If you don’t listen to the music while you are dancing (or feel its beat) you will be either ahead of it or behind it—you will not be in sync.  This is like thinking about what you are going to say while the other person is trying to communicate – you just won’t really hear what he is saying.

Familiar songs can evoke deep emotions.  Listen to Louis Armstrong singing “What a Wonderful World.”  I defy you to be unemotional.

Old songs that we love go deep into our hearts.  We may forget to appreciate the songs we are familiar with, but the experience of hearing and appreciating them again, can renew us.  

Love never dies; it’s the only thing that’s real.  

It’s the same with relationships.  Sometimes it’s essential to go your own way, but it is also healing and inspirational to remember why you first fell in love – even if you’ve moved on.

Sunday, November 11, 2012

Hear the Music

Sometimes when there is a new person in my class who is struggling with the choreography, I try to help her during the class from my place in the front.  One of two things often happens:  either I’m shouting “RIGHT foot, RIGHT foot….” and the person, very intent on the movement, is just not hearing me, or I (belatedly) realize I am indicating the WRONG foot and it’s a good thing she really wasn’t listening.

I try to deliver the “right” message.  Sometimes I’m not heard at all.  Other times, I’m wrong.  Whether I’m right or wrong, though, it feels really good to be heard. 

In life, as in dance, when I am understood, the validation goes both ways -- I feel validated and so do you.  We understand each other.

Often we don’t hear what another person is telling us.  Maybe it’s because we are focused on thinking about something else or maybe we are thinking about how we are going to retort, rather than really listening.  There’s also the chance that we don’t want to hear or simply can’t absorb what another is trying to communicate.

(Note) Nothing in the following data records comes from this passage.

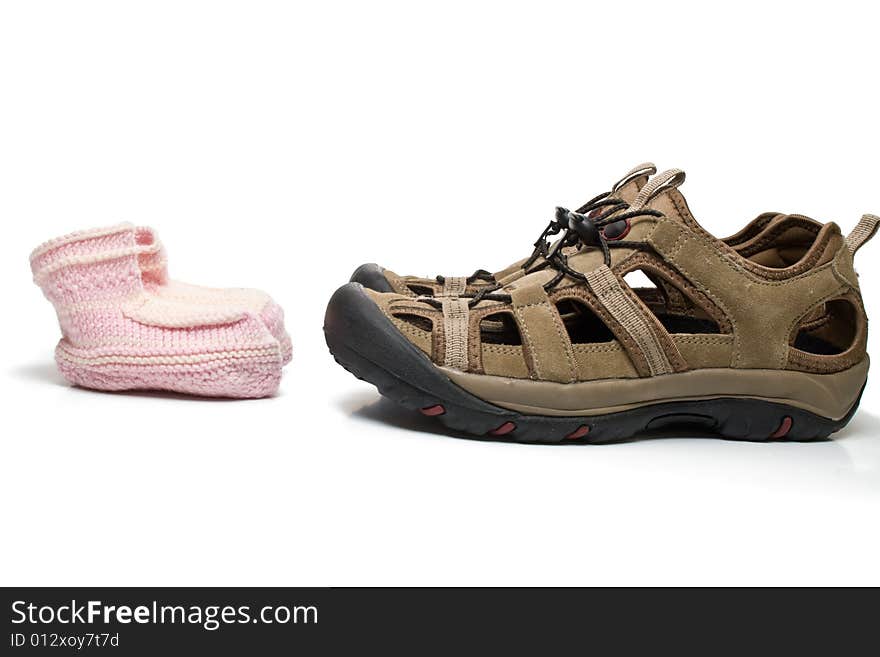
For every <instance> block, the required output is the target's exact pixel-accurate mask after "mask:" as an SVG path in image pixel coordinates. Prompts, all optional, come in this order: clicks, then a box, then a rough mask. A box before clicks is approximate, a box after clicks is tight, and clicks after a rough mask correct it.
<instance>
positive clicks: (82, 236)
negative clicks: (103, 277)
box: [30, 223, 135, 262]
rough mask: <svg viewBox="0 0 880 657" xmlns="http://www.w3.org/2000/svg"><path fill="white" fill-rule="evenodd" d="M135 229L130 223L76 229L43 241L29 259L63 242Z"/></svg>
mask: <svg viewBox="0 0 880 657" xmlns="http://www.w3.org/2000/svg"><path fill="white" fill-rule="evenodd" d="M130 230H135V227H134V226H133V225H132V224H130V223H121V224H116V225H115V226H107V227H106V228H91V229H89V230H78V231H76V232H75V233H68V234H67V235H62V236H61V237H56V238H55V239H51V240H49V241H47V242H43V243H42V244H40V246H38V247H37V248H36V249H34V250H33V251H31V255H30V260H31V262H33V261H34V260H36V259H37V258H39V257H40V256H41V255H44V254H46V253H48V252H49V251H51V250H53V249H57V248H58V247H60V246H64V245H65V244H73V243H74V242H82V241H84V240H90V239H94V238H96V237H107V236H108V235H116V234H117V233H125V232H128V231H130Z"/></svg>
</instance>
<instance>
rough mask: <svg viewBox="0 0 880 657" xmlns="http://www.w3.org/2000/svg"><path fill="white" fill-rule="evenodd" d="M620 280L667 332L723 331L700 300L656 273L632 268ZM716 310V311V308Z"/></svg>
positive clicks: (700, 331)
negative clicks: (621, 279) (642, 302)
mask: <svg viewBox="0 0 880 657" xmlns="http://www.w3.org/2000/svg"><path fill="white" fill-rule="evenodd" d="M623 280H624V281H625V282H626V284H627V285H629V286H630V288H632V290H633V292H635V293H636V295H638V297H639V298H640V299H641V300H642V302H643V303H644V304H645V305H646V306H647V307H648V310H650V311H651V312H652V313H654V315H655V316H656V317H657V320H658V321H659V322H660V323H661V324H662V325H663V328H665V329H666V331H667V332H668V333H676V334H713V333H722V330H721V326H720V324H719V323H718V321H717V319H716V318H714V317H712V316H711V315H710V314H709V312H708V311H707V310H706V307H704V306H705V305H706V304H707V303H709V302H708V300H706V299H703V300H702V303H700V302H698V301H697V300H696V299H694V298H693V297H692V296H691V295H690V294H689V293H688V292H686V291H685V290H682V289H681V288H680V287H679V286H678V285H676V284H675V283H673V282H672V281H670V280H668V279H666V278H664V277H663V276H660V275H659V273H658V272H655V271H650V270H647V269H641V268H639V269H633V270H632V271H630V272H628V273H626V274H625V275H624V277H623ZM716 312H717V311H716Z"/></svg>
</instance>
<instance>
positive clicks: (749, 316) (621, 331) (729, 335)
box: [368, 171, 880, 383]
mask: <svg viewBox="0 0 880 657" xmlns="http://www.w3.org/2000/svg"><path fill="white" fill-rule="evenodd" d="M683 179H684V174H683V173H682V172H677V171H672V172H667V173H665V174H659V175H657V176H655V177H654V178H652V179H651V180H650V182H648V183H647V184H646V183H645V180H647V178H644V179H642V180H639V181H638V182H635V181H630V183H629V184H630V185H632V187H631V188H630V189H628V190H627V193H626V197H624V198H623V200H624V201H625V202H626V204H625V205H615V206H612V207H613V211H612V212H610V213H609V215H608V217H606V218H605V219H606V221H610V220H613V219H614V218H615V217H618V216H622V217H630V218H629V219H627V220H626V221H627V223H626V234H625V236H624V238H623V239H621V240H620V241H619V243H618V244H616V245H614V247H615V248H610V249H605V246H607V244H610V240H606V241H604V244H603V243H594V244H584V242H583V241H581V242H580V243H579V244H576V245H575V246H574V247H572V248H571V249H569V250H568V251H564V252H560V253H558V254H556V255H552V256H548V258H549V260H550V261H549V262H545V263H544V264H543V265H542V266H540V267H537V268H533V269H532V271H531V273H526V272H525V271H523V270H522V269H521V268H520V271H521V272H522V273H521V274H520V273H517V272H515V271H508V272H507V276H508V278H506V279H505V275H504V273H503V272H502V273H501V275H496V276H495V279H496V280H498V281H500V284H499V283H496V284H494V285H492V284H490V283H488V282H486V283H483V284H482V285H483V291H482V292H480V289H481V288H480V287H476V289H475V287H474V286H470V285H469V286H467V287H466V288H465V289H463V290H460V291H458V292H457V293H454V294H449V295H445V296H441V298H431V297H428V296H421V297H413V296H412V290H410V289H407V292H406V293H388V294H383V293H378V292H373V291H370V290H368V294H369V295H370V297H371V298H372V299H373V300H374V302H375V303H376V304H377V305H378V306H379V307H380V308H381V309H382V310H383V312H384V313H385V314H386V315H387V316H388V317H389V318H390V319H391V321H392V322H393V323H394V325H395V326H396V327H397V328H398V329H399V330H400V331H401V333H402V334H403V335H404V336H406V337H407V339H409V340H410V341H411V342H412V343H413V344H415V345H416V346H417V347H418V348H420V349H421V350H422V351H423V352H425V353H426V354H427V355H428V356H430V357H431V359H432V360H433V361H434V362H435V363H436V364H438V365H441V366H445V367H448V368H451V369H454V370H459V371H465V372H471V373H476V374H486V375H494V376H502V377H509V378H514V379H534V380H542V381H554V382H561V383H569V382H575V381H587V380H593V379H607V378H633V377H649V376H662V375H664V374H672V373H677V372H684V371H687V370H692V369H699V368H735V369H744V368H756V369H790V370H800V371H805V372H815V373H831V372H839V371H842V370H844V369H847V368H850V367H852V366H854V365H856V364H858V363H860V362H862V361H863V360H864V359H865V358H866V344H867V319H866V317H865V311H864V307H863V304H862V299H861V293H860V291H859V283H858V279H857V277H856V275H855V271H854V269H853V254H854V252H855V250H856V249H857V248H858V246H861V243H862V242H864V241H866V240H867V239H868V238H869V237H870V236H871V235H872V234H873V231H874V230H875V229H876V224H877V222H878V221H880V220H876V218H870V219H867V217H868V216H867V215H866V220H863V222H865V223H864V225H863V224H860V229H858V230H857V231H854V233H853V235H856V233H857V232H859V230H860V231H861V232H859V235H858V236H857V239H856V237H853V236H851V238H850V240H849V243H848V242H847V240H845V239H844V237H843V235H842V234H841V232H840V229H839V228H838V226H837V225H836V224H834V223H828V224H824V225H823V224H819V223H818V222H815V221H813V220H811V219H808V218H806V217H803V216H800V215H782V214H778V213H766V214H764V215H761V216H759V217H758V218H757V219H755V220H754V221H753V222H752V223H751V224H750V225H749V226H747V227H746V228H745V229H743V230H742V231H740V232H739V233H737V234H736V235H734V236H732V237H730V238H728V239H727V240H726V241H722V240H719V239H717V238H715V237H713V236H712V235H710V234H709V233H708V232H706V231H705V230H704V229H703V228H702V227H701V226H700V225H699V224H698V223H697V222H696V220H695V219H694V218H693V215H692V214H691V212H690V210H689V208H688V206H687V203H686V201H685V199H684V197H683V195H682V194H681V192H680V191H679V190H678V186H679V185H680V184H681V182H683ZM620 196H621V195H620V194H618V197H620ZM575 216H576V217H578V220H579V221H580V220H583V222H584V223H587V220H586V219H583V218H582V217H580V215H575ZM875 220H876V221H875ZM863 234H864V235H866V236H864V235H863ZM854 240H855V241H857V242H858V243H857V244H855V245H854V243H853V241H854ZM600 246H602V247H603V248H599V247H600ZM604 250H607V251H608V253H607V254H606V253H604V252H603V251H604ZM518 266H519V265H515V266H514V268H516V267H518ZM637 270H638V271H641V272H642V273H643V274H644V275H645V276H647V278H648V279H649V280H650V281H651V282H652V283H653V285H654V287H651V288H632V287H630V285H629V284H628V283H627V281H626V280H625V278H624V277H625V276H627V275H628V274H629V273H631V272H634V271H637Z"/></svg>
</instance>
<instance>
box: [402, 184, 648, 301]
mask: <svg viewBox="0 0 880 657" xmlns="http://www.w3.org/2000/svg"><path fill="white" fill-rule="evenodd" d="M648 216H650V217H662V216H663V213H662V212H660V211H658V210H654V209H651V208H644V207H643V208H637V209H630V206H629V204H628V203H627V202H626V201H623V200H621V199H618V198H614V197H612V196H610V192H606V193H604V194H600V195H599V196H597V197H596V198H594V199H592V200H590V201H588V202H587V203H585V204H584V205H583V206H581V207H580V208H578V209H577V210H576V211H572V210H568V209H567V208H562V207H557V208H556V216H555V217H554V218H553V220H552V221H551V222H550V223H549V224H548V225H547V228H545V229H544V232H542V233H541V236H540V237H539V238H538V240H537V241H536V242H535V251H534V253H533V254H532V257H531V258H529V260H528V261H526V263H523V269H525V270H526V273H527V274H531V273H534V272H536V271H541V270H543V269H548V268H550V269H553V270H555V271H556V275H555V276H554V277H553V278H552V279H550V280H549V281H548V282H547V283H545V284H544V289H545V290H546V291H548V292H549V291H551V290H552V289H553V288H555V287H556V286H557V285H559V283H560V282H562V280H563V279H565V278H566V277H568V278H571V279H574V280H576V281H581V282H584V281H586V280H587V277H586V276H585V275H584V274H582V273H581V272H579V271H577V270H575V269H572V268H571V267H570V266H569V264H568V255H567V254H566V253H565V249H566V248H568V247H572V246H580V249H579V251H580V250H583V249H588V248H598V249H600V250H601V251H602V257H603V261H604V263H605V264H606V265H607V266H609V267H610V266H611V249H613V248H627V249H638V250H646V249H649V248H650V246H649V245H648V243H647V242H643V241H633V240H623V239H618V238H609V237H607V236H606V234H605V233H606V230H605V229H606V227H607V226H610V225H611V224H619V229H620V230H621V231H623V230H624V229H625V227H627V226H628V222H629V221H630V220H632V219H635V218H636V217H648ZM560 233H562V235H561V237H559V238H558V239H557V240H556V241H555V242H553V243H552V244H551V243H550V242H549V240H548V239H547V238H548V237H550V236H551V235H558V234H560ZM623 234H625V233H622V235H621V236H623ZM539 258H543V262H542V263H540V264H539V265H538V266H536V267H533V268H532V269H529V267H532V265H534V263H535V262H536V261H537V260H538V259H539ZM529 261H531V262H529ZM487 274H488V276H489V277H490V279H487V278H486V277H485V276H486V275H487ZM441 278H442V277H439V276H438V277H437V280H438V282H441V284H442V281H441ZM478 278H479V279H481V280H494V278H492V275H491V274H489V273H488V272H486V271H485V270H478V271H477V272H475V273H474V275H473V276H472V277H468V283H471V282H473V280H477V279H478ZM471 279H473V280H471ZM443 280H445V279H443ZM500 288H501V284H500V283H497V282H496V283H495V284H494V285H486V286H484V287H482V288H481V289H480V290H479V291H477V292H474V293H468V294H461V295H459V298H466V299H468V306H469V307H471V308H473V307H474V306H476V305H477V304H478V303H480V302H481V301H501V302H504V303H510V301H511V298H510V295H509V294H503V293H498V292H497V291H498V289H500ZM419 300H420V301H424V302H425V303H428V304H430V305H432V306H433V307H435V308H441V307H442V305H443V302H442V300H441V299H437V298H434V297H420V299H419Z"/></svg>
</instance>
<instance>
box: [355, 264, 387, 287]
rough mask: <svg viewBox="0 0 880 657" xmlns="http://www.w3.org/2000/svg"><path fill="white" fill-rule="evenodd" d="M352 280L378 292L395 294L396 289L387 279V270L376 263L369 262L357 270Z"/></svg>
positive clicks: (355, 270)
mask: <svg viewBox="0 0 880 657" xmlns="http://www.w3.org/2000/svg"><path fill="white" fill-rule="evenodd" d="M350 280H351V282H352V283H360V284H361V285H363V286H364V287H368V288H370V289H371V290H375V291H376V292H394V288H392V287H391V284H390V283H388V279H387V278H385V270H384V269H382V268H381V267H380V266H379V265H377V264H376V263H374V262H368V263H367V264H365V265H361V266H360V267H358V268H357V269H355V270H354V273H353V274H352V275H351V279H350Z"/></svg>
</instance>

I remember this from the sitcom Malcolm in the Middle:  The youngest son, Dewey, has just seen a television ad about a toy he wants.  He asks his mom, Lois, if she’ll get it for him. 
Lois says, “No, sorry, Dewey.”  In his mind’s eye, Dewey sees Lois saying instead, “Hmmmmm.  I don’t know.  Ask me again.”

Dewey asks again.  This time Lois says, “I said no, Dewey.  It’s too expensive.”  What Dewey hears is, “Gee.  Maybe.  Ask me again.  Louder.”

And so on.

I remember being in a serious relationship that was stormy.  (I take equal responsibility for this.)  I wanted to convey to my partner that I wasn’t happy and that I didn’t want to live the way we were living.  I was trying to initiate change in the relationship.  It felt like I was banging my head on a brick wall over and over again.  I knew I was not being heard, but kept at it.  I got tired of hearing the sound of my own voice.  I’m sure he was, too, but I have a long fuse, so I stuck with this relationship. 

But then, tired of speaking just to move the air around, I turned a corner.  Once you turn that corner, you can’t go back.  You are just, profoundly, done.  

When all efforts brought the same results, finally, I had to leave and I said so. 

His reaction was, “What??!  You’re leaving me???? Why????”



Ask the neighbors.

We are only responsible for how and what message we send another.  We can’t take responsibility for how that person receives it.  

There’s a part of us that knows when a person is not receiving our communication and we want to take hold of that person and throttle him until he listens.  (I told you it was a stormy relationship.)  

But we can’t.  Or we can try, but that’s a whole lot of head-banging for nothing.

No matter how much you love another person, or how much chemistry there may be, when you can’t hear each other and then, further, believe what you’re hearing, there is a corner that will be turned.

Hearing each other -- really perceiving what is being communicated -- is what makes us peaceful and happy together.  Once we understand, there could still be problems to surmount, but the struggle is half over when we’ve really listened.

If you can truly hear the music, whether it’s just in your head or blaring from a speaker -- that’s when you can really dance.